Lorsque ces traumatismes atteignent un
certain niveau en matière d'intensité, de durée ou de répétition, le terme
«polytraumatismes» est alors utilisé, explique Dr Julien.
«Tous ces enfants (séparés de leurs parents
à la frontière) sont des polytraumatisés, bien que la réaction soit différente
d'un enfant à l'autre», glisse-t-il.
«On sait que plusieurs zones du cerveau sont
atteintes dans ces périodes-là. Ça se manifeste ensuite par toutes sortes de
symptômes: des blocages, des retards de développement, des troubles de
comportement, des troubles adaptatifs et éventuellement des problèmes de santé
mentale et de santé physique», détaille-t-il.
Certains enfants surprennent par la force de
leur résilience et parviennent, à la suite de polytraumatismes, à reprendre un
parcours de développement presque normal.
D'autres, toutefois, s'effondrent. Une fois
le lien d'attachement brisé, ils tenteront toute leur vie de le ressouder. Une
quête inatteignable, puisqu'elle deviendra complètement démesurée.
«Si cette base de sécurité est rompue,
l'enfant aura énormément de difficulté par la suite à faire confiance. Il va
toujours chercher une forme de sécurité qu'il ne trouvera jamais. Sa demande
devient exagérée et impossible à remplir», explique Dr Julien.
Une blessure qui s'infuse au niveau du
cerveau et qui peut même se transmettre de génération en génération.
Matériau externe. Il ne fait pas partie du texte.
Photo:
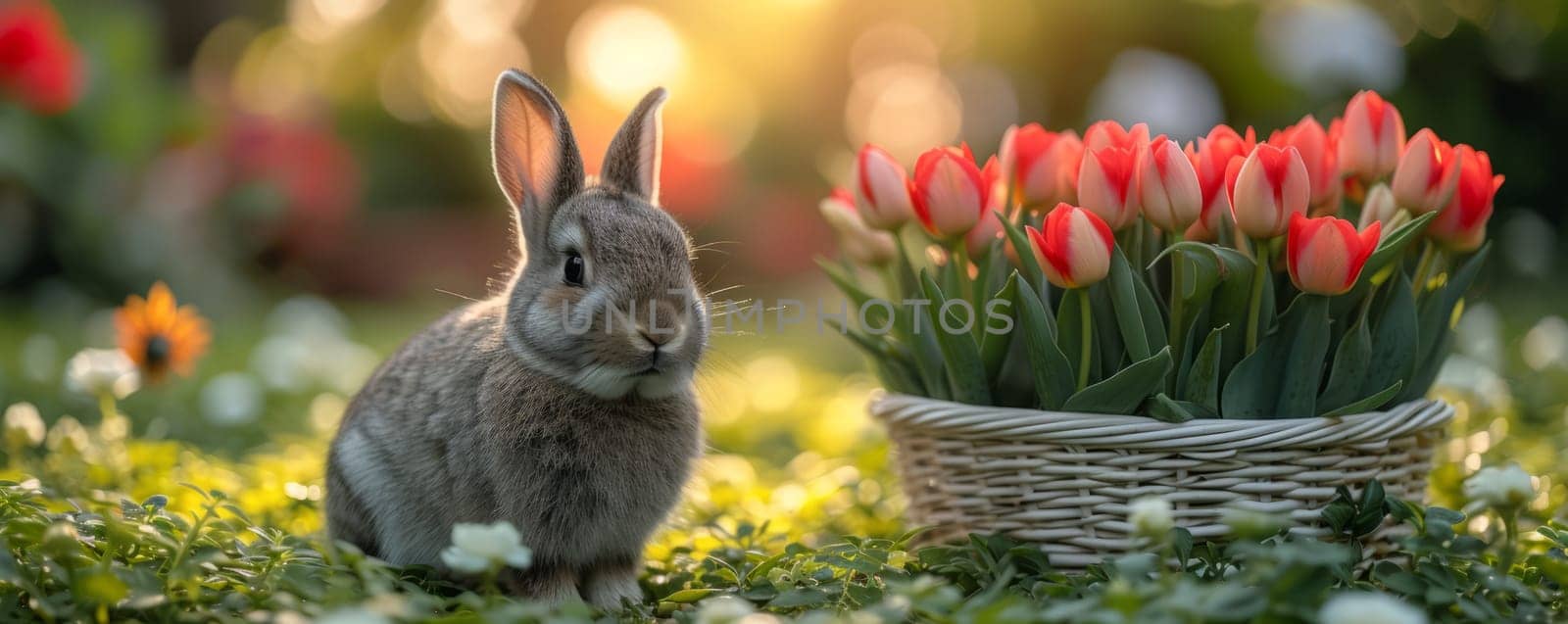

«On pensait avant que les gênes, ça ne
changeait pas pendant des décennies. Mais on sait maintenant, avec
l'épigénétique, qu'à cause des hormones, il y a des changements qui peuvent
s'imprégner dans les gênes et qui peuvent se transmettre», précise Gilles
Julien.
Les séquelles sont ainsi léguées aux
générations futures. Les polytraumatisés laissent en héritage une prévalence
accrue en termes d'hypertension, de maladies cardiovasculaires, d'obésité et de
problèmes psychiatriques, énumère le pédiatre social.
Des traumatismes qui ont été infligés de
manière volontaire à ceux et celles que l'État est censé protéger. Parce que
leurs parents ont pris la route pour tendre vers un avenir meilleur. Parce que
pour un groupe de décideurs, la fin justifie les moyens. Et parce qu'en
détournant le regard, certains parviennent à cautionner le pire.
«Ça va à l'encontre de toutes formes de
soins normaux aux enfants, souligne le pédiatre. Le respect humain est tout
simplement en train de foutre le camp.»